The prospective plan is to genetically modify insects to spread a virus to plants that will alter their chromosomes and make them essentially indestructible against natural disasters and foreign attacks.

Although this seems like a beneficial idea, a journal called Science published a warning that advised the government against going through with this idea. Let us look at the two sides of the issue.

The Government’s Plan

The research is funded by the Defense Advanced Research Projects Agency (DARPA) that instituted the Insect Allies research program in 2016. The goal of the research is to find a way to reconstruct the genes of insects that plague crops and then transfer the genes to plants. This is very similar to the immunizations or flu shots you take where a weakened strain of virus is injected into your body to protect you. 

Right now, there are more conservative methods where plants are bred such that certain favorable genetic traits develop over multiple generations. This new plan was proposed as a faster alternative and would ensure a stable food supply at times of natural and human disasters. The government hopes that the genetic modifications to the plants will also make it easier for farmers to protect them against natural hazards like frost and plagues.

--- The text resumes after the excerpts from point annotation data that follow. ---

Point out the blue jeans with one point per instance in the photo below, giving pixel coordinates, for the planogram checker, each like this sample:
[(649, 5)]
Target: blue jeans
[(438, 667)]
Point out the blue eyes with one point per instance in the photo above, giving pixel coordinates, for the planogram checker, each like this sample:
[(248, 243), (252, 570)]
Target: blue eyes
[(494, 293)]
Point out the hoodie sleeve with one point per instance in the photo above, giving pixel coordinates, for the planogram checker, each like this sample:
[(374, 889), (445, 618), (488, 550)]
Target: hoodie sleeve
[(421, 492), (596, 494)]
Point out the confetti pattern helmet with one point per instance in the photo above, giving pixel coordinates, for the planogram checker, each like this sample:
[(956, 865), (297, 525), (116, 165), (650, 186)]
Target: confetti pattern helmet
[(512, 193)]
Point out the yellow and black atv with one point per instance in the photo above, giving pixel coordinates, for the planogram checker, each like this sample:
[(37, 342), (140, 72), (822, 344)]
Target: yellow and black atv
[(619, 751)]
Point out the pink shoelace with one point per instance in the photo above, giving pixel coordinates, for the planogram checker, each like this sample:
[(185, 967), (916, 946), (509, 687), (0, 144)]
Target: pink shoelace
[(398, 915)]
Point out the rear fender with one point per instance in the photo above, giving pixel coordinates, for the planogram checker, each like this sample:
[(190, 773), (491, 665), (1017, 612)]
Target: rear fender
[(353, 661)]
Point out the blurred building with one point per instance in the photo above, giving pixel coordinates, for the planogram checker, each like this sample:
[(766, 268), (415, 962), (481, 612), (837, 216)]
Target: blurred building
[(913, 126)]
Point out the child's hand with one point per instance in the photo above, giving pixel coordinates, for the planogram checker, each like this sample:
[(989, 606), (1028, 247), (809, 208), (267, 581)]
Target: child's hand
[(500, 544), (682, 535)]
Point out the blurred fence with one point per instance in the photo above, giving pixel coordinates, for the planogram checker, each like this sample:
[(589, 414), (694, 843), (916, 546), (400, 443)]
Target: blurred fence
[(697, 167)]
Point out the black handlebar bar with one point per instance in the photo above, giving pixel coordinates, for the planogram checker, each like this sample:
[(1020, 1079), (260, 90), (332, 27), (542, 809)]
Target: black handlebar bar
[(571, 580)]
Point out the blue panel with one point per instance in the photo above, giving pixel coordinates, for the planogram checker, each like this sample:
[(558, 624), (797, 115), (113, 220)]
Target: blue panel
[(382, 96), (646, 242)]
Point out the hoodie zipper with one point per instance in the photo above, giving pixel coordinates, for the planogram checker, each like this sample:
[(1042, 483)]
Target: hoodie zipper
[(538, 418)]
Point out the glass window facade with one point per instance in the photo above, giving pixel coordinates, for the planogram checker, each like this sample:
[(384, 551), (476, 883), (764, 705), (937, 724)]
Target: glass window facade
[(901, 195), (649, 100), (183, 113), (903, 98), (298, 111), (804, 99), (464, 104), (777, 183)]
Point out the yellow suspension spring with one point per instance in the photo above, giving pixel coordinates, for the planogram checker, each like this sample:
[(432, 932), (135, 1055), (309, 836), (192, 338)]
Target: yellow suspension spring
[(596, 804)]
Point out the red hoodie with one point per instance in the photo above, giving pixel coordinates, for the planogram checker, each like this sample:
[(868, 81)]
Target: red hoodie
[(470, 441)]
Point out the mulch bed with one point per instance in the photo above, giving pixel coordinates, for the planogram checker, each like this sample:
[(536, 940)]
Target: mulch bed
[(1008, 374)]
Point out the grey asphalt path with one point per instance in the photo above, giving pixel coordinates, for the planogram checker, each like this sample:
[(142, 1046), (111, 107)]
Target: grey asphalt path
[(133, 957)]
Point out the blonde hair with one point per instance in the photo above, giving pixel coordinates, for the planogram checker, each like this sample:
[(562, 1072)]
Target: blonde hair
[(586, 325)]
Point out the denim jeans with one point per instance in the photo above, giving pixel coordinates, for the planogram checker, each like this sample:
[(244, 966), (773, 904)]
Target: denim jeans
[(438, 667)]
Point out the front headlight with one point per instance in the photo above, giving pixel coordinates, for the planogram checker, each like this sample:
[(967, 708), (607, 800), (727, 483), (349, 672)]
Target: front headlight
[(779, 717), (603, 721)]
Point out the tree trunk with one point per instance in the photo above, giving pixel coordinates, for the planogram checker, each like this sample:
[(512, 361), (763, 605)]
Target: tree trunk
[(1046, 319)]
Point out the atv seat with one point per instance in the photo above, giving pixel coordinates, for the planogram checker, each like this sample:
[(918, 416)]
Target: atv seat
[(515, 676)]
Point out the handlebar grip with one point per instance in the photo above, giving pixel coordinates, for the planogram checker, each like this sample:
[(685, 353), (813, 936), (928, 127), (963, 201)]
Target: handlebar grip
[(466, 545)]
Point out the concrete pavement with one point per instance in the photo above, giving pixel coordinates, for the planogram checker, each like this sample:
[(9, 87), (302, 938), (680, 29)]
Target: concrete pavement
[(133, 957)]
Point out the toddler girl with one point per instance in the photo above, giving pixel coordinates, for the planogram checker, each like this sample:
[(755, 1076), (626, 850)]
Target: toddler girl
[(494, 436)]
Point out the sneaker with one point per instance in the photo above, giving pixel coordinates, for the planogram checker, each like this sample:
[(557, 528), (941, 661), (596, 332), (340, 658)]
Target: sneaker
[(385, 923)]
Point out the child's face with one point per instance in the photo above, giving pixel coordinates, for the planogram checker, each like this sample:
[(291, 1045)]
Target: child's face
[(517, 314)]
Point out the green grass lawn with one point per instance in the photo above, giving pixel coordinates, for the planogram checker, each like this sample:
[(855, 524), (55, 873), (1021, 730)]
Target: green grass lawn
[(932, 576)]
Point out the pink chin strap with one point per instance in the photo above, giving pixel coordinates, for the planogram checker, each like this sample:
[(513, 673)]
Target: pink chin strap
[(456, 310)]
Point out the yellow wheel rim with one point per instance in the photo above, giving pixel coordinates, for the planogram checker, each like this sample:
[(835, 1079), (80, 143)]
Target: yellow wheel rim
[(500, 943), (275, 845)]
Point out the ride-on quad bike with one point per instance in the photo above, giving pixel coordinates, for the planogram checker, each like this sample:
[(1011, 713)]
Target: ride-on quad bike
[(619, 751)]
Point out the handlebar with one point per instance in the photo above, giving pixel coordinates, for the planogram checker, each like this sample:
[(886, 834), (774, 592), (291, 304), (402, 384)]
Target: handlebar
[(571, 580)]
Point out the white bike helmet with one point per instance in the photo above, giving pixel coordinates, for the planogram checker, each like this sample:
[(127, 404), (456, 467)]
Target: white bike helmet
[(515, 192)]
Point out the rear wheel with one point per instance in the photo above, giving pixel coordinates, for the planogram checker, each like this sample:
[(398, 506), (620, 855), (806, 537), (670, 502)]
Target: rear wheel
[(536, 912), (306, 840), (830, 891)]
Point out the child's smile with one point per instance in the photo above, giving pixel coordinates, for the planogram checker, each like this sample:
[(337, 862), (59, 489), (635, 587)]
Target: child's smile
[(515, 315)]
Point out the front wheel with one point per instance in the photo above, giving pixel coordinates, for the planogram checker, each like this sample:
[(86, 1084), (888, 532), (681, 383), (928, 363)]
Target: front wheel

There are different methods through which the genes of the plants could be modified using insects. One of these processes involves using tiny bugs called aphids that feed on plants by sucking their sap. Scientists propose using the aphids to infect the plants with a virus that controls a certain trait in them. There is still some uncertainty as scientists are not sure if the effects of the gene change will last for the whole lifetime of the plant.  

This method would also be different from traditional methods of genetically modifying the seeds of plants like corn and soy before they are planted. DARPA argued that the proposed plan would be a more time efficient and cost efficient method.

What Could Go Wrong

The new plan faced a major backlash from scientists all over the country who are concerned that it would set off a “biological arms race”. They stated that the venture was essentially the same as building biological weapons that would have the potential to destroy crops in other countries.

Many scientists have stated that once a swarm is released, it would be very hard to control those bugs, which could lead to catastrophic results. Furthermore, the bugs could be easily re-engineered to carry adverse viruses with the potential to destroy crops in other countries, which would classify them as a biological weapon. Biological weapons have been banned since 1975 under an international law.

The scientists have suggested ways of improving existing systems for protecting crops, but DARPA claims they would be much more expensive and inefficient. 

We know any new technology has the potential to be used for evil purposes, like the discovery of nuclear energy. What is your stance on this issue? Should insects be genetically modified? Are there any other situations you can think of where technology has been misused?